Fezzika: A researcher's name you want to follow up is Cavalli-Sforza. He's been doing a lot of work on language/genome diversity, connections, and migratory paths. Plus at least one general reader book on the topic.
The genomics support largely 'out of africa' -- you can trace mitochondrial DNA (mtDNA, passed along only by mothers) back to Africa. The near east is a center of divergence for those with ancestries from Eurasia. Similar, but interestingly different in its details, is the Y chromosome divergence structure (passed only through the fathers). Again, source for everybody is Africa, but for Eurasians, there's a center in the near east.

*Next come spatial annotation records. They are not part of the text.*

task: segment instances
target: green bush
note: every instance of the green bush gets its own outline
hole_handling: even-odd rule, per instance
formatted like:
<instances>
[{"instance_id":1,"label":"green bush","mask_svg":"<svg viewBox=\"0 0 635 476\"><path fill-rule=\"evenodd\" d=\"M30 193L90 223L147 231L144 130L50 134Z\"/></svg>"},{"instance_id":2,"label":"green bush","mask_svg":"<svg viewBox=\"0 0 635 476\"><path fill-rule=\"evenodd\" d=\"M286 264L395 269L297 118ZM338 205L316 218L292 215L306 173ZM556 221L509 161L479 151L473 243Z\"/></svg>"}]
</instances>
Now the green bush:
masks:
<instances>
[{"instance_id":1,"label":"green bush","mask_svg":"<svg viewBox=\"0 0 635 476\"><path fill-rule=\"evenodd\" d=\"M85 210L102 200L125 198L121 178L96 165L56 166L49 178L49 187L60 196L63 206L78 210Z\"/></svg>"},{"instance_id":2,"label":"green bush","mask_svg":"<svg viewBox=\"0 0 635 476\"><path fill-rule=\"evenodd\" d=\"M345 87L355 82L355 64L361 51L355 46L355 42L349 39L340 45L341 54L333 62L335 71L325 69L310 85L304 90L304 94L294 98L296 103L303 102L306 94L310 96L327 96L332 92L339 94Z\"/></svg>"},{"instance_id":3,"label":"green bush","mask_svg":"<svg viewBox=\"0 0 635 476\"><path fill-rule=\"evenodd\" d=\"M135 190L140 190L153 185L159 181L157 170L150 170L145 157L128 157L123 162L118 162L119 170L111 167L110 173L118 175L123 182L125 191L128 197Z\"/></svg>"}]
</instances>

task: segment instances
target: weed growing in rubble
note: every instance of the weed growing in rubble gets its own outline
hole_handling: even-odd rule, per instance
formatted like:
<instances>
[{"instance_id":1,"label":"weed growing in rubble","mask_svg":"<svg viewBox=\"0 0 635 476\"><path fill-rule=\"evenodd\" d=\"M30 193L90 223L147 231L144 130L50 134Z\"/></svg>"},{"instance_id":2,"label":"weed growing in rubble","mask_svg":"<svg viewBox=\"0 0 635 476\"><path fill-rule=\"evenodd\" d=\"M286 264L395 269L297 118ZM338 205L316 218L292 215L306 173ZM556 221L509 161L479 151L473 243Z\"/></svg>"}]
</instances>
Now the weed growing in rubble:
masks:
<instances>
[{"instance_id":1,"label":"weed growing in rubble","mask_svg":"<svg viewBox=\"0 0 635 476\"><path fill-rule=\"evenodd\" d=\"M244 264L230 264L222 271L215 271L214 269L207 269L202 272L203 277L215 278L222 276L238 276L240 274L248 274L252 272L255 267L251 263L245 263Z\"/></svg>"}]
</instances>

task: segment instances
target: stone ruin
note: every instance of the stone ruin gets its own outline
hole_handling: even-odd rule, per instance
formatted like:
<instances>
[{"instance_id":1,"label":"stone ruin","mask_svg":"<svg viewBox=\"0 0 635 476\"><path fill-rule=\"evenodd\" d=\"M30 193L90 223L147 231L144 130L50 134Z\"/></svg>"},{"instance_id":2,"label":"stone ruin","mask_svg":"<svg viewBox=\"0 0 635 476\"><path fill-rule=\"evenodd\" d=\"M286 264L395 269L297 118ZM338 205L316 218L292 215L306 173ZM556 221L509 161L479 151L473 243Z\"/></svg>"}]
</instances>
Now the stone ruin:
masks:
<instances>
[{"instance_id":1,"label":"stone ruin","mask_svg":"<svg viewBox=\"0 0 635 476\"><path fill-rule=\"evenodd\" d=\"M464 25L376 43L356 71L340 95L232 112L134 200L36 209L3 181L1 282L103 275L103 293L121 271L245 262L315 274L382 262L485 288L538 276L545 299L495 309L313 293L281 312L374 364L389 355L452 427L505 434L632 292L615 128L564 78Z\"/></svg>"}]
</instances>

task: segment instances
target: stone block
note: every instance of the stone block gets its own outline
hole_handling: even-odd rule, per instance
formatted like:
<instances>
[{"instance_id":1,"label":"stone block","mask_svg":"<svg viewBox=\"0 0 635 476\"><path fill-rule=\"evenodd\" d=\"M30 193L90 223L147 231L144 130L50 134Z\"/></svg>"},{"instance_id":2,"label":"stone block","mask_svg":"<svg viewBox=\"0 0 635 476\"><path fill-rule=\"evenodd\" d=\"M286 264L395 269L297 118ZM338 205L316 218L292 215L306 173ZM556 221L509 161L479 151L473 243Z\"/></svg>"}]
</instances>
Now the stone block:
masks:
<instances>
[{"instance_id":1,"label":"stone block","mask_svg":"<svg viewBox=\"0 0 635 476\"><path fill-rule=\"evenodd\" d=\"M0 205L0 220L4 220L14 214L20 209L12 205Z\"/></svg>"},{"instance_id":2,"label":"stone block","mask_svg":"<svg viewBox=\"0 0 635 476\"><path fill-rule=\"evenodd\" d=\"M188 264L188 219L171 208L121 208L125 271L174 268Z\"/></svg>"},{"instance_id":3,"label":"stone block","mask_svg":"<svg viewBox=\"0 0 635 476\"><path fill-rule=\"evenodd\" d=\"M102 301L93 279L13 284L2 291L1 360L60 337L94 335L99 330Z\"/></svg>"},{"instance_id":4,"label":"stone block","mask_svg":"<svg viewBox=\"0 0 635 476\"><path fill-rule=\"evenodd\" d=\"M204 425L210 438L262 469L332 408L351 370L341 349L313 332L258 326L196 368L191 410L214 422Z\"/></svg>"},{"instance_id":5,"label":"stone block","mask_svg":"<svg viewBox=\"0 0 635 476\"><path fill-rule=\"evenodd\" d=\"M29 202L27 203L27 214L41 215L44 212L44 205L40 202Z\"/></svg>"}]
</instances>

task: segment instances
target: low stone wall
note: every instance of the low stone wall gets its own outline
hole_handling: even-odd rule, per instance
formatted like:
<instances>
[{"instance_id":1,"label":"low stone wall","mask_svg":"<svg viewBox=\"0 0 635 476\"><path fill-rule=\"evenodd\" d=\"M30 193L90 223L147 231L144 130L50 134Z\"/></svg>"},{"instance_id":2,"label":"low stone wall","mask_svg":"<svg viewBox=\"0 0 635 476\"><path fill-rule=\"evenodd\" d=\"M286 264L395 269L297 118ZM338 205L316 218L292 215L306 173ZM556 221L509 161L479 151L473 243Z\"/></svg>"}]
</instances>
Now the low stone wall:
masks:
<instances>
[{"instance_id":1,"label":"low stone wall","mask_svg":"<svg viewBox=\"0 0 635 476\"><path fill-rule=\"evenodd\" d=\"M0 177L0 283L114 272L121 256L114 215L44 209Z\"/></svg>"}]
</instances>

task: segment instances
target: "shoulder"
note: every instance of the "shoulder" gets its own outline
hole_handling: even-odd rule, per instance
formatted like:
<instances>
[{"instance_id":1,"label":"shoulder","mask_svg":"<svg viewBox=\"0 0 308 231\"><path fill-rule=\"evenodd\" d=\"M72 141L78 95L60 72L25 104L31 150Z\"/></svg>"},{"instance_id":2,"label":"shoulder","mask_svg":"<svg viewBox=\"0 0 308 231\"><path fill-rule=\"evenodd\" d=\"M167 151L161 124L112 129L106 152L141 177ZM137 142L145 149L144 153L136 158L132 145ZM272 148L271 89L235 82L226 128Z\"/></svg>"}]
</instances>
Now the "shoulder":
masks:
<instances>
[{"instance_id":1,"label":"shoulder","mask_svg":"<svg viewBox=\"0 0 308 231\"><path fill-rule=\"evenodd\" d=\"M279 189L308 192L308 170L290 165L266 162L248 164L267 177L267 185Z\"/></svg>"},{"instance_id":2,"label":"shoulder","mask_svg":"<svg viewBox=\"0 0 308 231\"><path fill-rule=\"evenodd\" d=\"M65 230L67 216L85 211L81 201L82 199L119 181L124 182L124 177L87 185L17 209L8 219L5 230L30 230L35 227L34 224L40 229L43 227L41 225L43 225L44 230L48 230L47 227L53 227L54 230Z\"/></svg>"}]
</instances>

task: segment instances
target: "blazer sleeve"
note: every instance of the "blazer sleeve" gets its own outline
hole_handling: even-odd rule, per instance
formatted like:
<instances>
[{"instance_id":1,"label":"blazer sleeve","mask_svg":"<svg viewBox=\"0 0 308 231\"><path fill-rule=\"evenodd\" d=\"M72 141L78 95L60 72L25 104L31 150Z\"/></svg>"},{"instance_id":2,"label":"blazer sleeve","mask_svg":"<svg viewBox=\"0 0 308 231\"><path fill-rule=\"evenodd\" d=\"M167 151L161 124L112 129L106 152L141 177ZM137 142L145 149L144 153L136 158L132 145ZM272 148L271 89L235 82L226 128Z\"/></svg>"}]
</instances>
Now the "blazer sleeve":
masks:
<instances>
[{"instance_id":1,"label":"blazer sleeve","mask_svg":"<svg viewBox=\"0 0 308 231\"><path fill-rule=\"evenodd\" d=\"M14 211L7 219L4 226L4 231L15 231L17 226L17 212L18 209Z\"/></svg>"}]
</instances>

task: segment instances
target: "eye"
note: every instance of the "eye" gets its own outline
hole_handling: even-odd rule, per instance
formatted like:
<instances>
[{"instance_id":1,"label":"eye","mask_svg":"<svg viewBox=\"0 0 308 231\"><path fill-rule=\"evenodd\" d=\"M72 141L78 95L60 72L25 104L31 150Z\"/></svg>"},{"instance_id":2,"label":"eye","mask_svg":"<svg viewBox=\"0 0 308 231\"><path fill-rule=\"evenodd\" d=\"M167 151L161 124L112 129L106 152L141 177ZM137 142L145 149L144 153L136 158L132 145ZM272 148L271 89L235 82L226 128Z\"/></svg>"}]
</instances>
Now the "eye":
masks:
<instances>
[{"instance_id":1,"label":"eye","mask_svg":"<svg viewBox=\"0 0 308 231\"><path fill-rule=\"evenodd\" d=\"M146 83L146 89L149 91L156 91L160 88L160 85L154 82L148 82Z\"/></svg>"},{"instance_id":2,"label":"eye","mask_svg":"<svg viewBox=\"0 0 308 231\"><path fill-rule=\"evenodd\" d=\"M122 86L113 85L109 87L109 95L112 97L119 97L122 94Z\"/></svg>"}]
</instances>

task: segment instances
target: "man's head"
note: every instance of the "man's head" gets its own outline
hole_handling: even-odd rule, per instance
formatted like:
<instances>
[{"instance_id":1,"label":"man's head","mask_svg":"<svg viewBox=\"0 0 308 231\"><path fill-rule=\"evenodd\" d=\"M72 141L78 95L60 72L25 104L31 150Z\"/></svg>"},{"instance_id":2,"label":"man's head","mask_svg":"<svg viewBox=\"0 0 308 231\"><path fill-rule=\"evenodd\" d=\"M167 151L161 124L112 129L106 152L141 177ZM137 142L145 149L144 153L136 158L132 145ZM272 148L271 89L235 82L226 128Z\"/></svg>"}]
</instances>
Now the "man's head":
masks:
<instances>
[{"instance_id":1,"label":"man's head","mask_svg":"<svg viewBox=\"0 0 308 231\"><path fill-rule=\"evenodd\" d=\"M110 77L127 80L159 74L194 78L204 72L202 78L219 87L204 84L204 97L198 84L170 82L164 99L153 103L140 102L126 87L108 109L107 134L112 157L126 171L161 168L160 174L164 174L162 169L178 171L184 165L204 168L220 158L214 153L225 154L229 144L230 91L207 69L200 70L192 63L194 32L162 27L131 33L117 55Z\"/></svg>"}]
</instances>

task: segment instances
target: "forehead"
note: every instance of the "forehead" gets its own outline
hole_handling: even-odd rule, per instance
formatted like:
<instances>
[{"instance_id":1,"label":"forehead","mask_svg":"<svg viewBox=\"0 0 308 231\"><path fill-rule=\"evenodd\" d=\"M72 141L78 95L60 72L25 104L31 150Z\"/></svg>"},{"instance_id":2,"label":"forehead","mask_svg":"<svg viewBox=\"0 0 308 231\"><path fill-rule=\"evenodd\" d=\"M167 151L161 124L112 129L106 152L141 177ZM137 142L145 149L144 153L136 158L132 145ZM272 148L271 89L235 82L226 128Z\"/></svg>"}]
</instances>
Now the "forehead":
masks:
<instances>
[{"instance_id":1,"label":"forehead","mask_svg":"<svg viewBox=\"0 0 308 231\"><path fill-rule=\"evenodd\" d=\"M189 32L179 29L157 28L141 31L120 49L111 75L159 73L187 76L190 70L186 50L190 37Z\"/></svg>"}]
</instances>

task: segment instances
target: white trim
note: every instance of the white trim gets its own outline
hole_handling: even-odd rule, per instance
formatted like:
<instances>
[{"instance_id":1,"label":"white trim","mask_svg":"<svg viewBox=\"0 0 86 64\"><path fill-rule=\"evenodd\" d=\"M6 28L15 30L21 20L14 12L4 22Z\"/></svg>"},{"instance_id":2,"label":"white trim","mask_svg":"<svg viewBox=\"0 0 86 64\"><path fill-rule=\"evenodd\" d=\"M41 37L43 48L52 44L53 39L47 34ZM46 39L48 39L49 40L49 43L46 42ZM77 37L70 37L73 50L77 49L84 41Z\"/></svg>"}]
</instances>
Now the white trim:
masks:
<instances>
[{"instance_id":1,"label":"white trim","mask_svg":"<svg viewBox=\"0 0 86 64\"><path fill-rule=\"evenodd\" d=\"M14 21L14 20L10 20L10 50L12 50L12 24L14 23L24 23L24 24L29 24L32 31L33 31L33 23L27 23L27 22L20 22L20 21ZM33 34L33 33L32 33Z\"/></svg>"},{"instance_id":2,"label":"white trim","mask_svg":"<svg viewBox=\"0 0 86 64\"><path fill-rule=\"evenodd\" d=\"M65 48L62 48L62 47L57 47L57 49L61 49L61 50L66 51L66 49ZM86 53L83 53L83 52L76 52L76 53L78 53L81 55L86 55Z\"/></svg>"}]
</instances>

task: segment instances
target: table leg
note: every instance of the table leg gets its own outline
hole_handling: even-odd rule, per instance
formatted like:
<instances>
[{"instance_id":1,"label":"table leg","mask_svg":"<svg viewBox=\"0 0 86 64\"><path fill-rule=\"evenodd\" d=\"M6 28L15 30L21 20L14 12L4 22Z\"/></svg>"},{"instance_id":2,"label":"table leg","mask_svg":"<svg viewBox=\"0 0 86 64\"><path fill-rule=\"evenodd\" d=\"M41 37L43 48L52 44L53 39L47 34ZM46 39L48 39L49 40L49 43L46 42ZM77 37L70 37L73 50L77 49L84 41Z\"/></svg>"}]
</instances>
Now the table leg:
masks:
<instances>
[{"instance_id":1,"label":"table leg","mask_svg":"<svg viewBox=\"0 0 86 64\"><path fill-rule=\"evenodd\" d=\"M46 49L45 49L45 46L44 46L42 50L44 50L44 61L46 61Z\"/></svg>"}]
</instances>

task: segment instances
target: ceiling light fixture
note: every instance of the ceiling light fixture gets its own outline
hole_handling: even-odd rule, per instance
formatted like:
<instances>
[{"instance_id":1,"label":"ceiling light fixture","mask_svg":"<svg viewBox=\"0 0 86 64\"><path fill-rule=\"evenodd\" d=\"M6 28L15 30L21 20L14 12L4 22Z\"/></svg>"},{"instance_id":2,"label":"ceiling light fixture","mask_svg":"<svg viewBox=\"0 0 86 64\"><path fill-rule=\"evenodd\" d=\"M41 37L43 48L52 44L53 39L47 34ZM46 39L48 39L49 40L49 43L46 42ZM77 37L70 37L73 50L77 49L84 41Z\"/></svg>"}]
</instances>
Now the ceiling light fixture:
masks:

The (or at least A) connection between Asia and native North Americans has long been pretty confident. Not as much Japan as Siberia (and, before that, Mongolia), but it's there. Science or Nature within the last year or two had an article connecting North American languages with a Siberian language (some media attention to this as well), the first time it showed in language rather than just genes. Seems very much a matter of a large group of people migrating in concert, though perhaps doing so in a series of coastal villages from east Asia all the way down to, say, Seattle. Also, per linguistic and genetic analysis, seems to have been at least 3 waves of people 12-18,000 years ago. Improving evidence that they were preceeded by others, but those others may have left no language or gene evidence -- just physical evidence.
Whee! I like reading the science journals for this kind of thing. (Not just what I work on, which is ... not languages or genes.)